C’est l’une des mesures phares de cette session. La province Sud étend son dispositif Clic & Mouv’, qui permet aux jeunes d’accéder à des activités sportives, culturelles et artistiques à tarif réduit, aux étudiants de moins de 26 ans poursuivant leurs études en Nouvelle-Calédonie. Déjà largement plébiscité, le dispositif avait permis lors de la dernière saison à plus de 9 200 jeunes de pratiquer une activité, générant plus de 106 millions de francs CFP injectés dans le tissu associatif et sportif local. Après un premier élargissement aux élèves des écoles maternelles et élémentaires, c’est désormais au tour des étudiants d’en bénéficier, soit un potentiel de 3 000 bénéficiaires supplémentaires.
Financée dans le cadre de la solidarité républicaine de l’État, cette extension vise à répondre à une réalité bien connue : la précarité et l’isolement que vivent de nombreux jeunes pendant leurs études. En facilitant l’accès aux loisirs et à la vie associative, la province entend favoriser leur bien-être, leur engagement et leur réussite.

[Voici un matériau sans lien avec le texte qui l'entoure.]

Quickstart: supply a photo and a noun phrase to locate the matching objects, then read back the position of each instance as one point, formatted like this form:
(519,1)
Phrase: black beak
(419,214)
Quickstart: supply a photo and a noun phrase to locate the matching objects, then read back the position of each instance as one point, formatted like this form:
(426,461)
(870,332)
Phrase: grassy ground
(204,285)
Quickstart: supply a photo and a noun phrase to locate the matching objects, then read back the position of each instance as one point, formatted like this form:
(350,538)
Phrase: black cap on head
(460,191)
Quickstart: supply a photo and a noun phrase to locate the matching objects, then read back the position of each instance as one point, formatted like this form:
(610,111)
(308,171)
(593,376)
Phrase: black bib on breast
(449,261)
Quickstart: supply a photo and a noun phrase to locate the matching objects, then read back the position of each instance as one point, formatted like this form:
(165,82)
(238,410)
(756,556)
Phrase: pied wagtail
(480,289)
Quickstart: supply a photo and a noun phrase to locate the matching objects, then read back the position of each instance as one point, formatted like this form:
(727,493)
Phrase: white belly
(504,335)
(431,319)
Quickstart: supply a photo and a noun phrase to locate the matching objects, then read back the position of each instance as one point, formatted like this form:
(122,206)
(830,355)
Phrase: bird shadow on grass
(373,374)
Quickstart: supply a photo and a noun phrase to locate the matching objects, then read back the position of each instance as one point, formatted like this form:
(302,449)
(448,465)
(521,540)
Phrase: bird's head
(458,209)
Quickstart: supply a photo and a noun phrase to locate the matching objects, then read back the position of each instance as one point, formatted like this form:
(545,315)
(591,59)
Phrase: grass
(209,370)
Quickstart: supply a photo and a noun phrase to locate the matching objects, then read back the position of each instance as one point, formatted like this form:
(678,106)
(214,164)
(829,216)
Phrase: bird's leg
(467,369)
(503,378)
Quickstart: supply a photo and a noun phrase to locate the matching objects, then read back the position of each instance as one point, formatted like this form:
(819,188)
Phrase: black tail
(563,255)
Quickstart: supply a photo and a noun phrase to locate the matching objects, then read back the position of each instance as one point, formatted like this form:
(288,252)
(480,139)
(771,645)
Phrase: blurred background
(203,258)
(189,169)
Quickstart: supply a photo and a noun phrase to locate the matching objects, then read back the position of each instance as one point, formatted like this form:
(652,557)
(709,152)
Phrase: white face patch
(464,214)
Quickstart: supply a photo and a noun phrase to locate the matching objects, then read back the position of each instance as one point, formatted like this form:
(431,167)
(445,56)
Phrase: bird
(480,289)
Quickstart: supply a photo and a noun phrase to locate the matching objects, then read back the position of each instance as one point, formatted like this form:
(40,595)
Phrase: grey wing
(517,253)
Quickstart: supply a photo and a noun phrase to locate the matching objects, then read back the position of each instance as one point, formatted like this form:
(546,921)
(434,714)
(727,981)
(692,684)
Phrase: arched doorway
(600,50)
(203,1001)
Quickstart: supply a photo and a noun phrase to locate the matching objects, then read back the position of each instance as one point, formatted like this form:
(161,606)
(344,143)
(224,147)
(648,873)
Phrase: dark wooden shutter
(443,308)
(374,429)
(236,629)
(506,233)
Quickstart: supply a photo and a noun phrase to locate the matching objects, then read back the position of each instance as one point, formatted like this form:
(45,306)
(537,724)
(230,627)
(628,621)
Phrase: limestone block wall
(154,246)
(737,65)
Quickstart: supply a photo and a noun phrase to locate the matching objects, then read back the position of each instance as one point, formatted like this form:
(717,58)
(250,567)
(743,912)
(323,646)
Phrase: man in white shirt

En plus de cet élargissement, une nouveauté : les communes qui le souhaitent pourront désormais proposer une aide complémentaire à leurs jeunes administrés via un partenariat avec la province Sud. Une mesure qui permet de rendre les activités sportives, culturelles et artistiques encore plus accessibles à tous les jeunes.
Un partenariat avec Business France pour attirer les investisseurs
Deuxième temps fort de cette assemblée : la signature d’une convention avec le gouvernement de la Nouvelle-Calédonie et Business France, l’opérateur public en charge du développement international de l’économie française, présent dans plus de 50 pays.
À travers ce partenariat, la province Sud se dote d’un outil structuré pour promouvoir son territoire auprès des investisseurs étrangers. Concrètement, elle accède désormais à la plateforme One Team de Business France, qui référence les projets d’implantation d’investisseurs internationaux à la recherche d’un territoire d’accueil. Son Bureau des investisseurs, rattaché à la Direction du développement économique et du tourisme, pourra y soumettre des offres territoriales.
Les demandeurs d’emploi maintenus dans un filet de sécurité
L’assemblée a également renouvelé la convention de délégation de compétence relative à l’accompagnement des demandeurs d’emploi, adaptée à la récente réforme du service public de l’emploi en Nouvelle-Calédonie. Ce renouvellement garantit le maintien d’un suivi de proximité pour les personnes en recherche d’activité.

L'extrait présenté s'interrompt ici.